Op grond van haar onderzoek overweegt en beslist de beroepscommissie als volgt.

1. De inhoud van de bestreden beslissing
De selectiefunctionaris heeft het bezwaarschrift van klager gericht tegen de beslissing hem over te plaatsen naar de penitentiaire inrichtingen (p.i.) Vught ongegrond verklaard.

2. De feiten
Klager is sedert 23 december 2011 gedetineerd. Hij verbleef in de gevangens van de p.i. Breda.

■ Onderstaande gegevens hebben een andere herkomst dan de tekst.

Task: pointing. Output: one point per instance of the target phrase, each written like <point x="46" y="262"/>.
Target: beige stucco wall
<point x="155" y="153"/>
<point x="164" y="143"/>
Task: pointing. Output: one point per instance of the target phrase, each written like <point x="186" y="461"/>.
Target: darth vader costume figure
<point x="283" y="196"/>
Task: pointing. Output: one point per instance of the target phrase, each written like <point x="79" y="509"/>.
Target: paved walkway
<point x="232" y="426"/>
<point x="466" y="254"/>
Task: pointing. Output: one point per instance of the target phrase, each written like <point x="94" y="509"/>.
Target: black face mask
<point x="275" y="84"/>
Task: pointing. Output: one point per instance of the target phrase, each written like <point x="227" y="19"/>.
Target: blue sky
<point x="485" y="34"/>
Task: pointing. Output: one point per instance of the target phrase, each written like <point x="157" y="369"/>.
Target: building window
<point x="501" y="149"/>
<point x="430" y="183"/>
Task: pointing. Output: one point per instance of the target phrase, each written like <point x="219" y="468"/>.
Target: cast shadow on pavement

Op 6 mei 2013 is hij overgeplaatst naar de gevangenis van de p.i. Vught, waar een regime van algehele gemeenschap geldt.

3. De standpunten
3.1. Namens klager is het beroep als volgt toegelicht. Klager is overgeplaatst naar de p.i. Vught nadat er een aantal incidenten in de p.i. Breda had plaatsgevonden. Klager wil graag worden overgeplaatst naar de regio Den Haag omdat daar zijn
vriendin en vrienden wonen. Zijn voorkeur gaat uit naar de p.i. Krimpen aan den IJssel of Alphen aan den Rijn. Klagers vriendin is psychisch en fysiek niet in staat om vanuit Den Haag naar de p.i. Vught af te reizen.

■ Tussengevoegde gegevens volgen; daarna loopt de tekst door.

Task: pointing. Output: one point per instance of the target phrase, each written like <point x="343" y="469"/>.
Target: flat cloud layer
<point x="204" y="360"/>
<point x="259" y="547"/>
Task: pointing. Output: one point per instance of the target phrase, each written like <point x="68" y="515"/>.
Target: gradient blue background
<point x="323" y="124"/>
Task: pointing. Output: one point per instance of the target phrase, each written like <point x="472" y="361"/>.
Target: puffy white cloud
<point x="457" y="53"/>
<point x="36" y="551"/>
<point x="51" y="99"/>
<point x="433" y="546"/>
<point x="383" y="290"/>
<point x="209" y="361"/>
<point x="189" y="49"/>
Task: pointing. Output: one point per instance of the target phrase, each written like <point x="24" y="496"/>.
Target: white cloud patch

3.2. De selectiefunctionaris heeft de bestreden beslissing als volgt toegelicht. Klager is op eigen verzoek op 25 januari 2013 in de gevangenis van de p.i. Breda geplaatst omdat zijn moeder in Tilburg woonachtig is. Klager heeft er moeite mee om
zich
aan de regels te houden. Hij wil arbeidsongeschikt worden verklaard en op een eenpersoonscel geplaatst worden. Klager schuwt niet om personeel en gedetineerden van de p.i. Breda te bedreigen met geweld. Hij heeft disciplinaire straffen gehad vanwege
ongeoorloofd bezit van rijksgoederen en softdrugs, en het herhaaldelijk bedreigen van personeel en medegedetineerden. Volgens de verklaringen van de arts is klager niet arbeidsongeschikt en tevens geschikt voor een verblijf op een meerpersoonscel.
Klager heeft met zijn bedreigingen de orde en rust in de p.i. Breda dermate verstoord dat zijn eigen veiligheid ten opzichte van medegedetineerden niet meer kan worden gewaarborgd. Klager is daarom met spoed overgeplaatst naar de p.i. Vught. Dat
klagers
vriendin niet in staat is om af te reizen naar de p.i. Vught, is echter niet vastgesteld door het Bureau Individuele Medische Advisering (BIMA). Overigens is klagers veiligheid in een p.i. van groter belang dan het bezoek van zijn vriendin.

4. De beoordeling
4.1. De gevangenis van de p.i. Vught is een inrichting voor mannen met een regime van algehele gemeenschap en een normaal beveiligingsniveau.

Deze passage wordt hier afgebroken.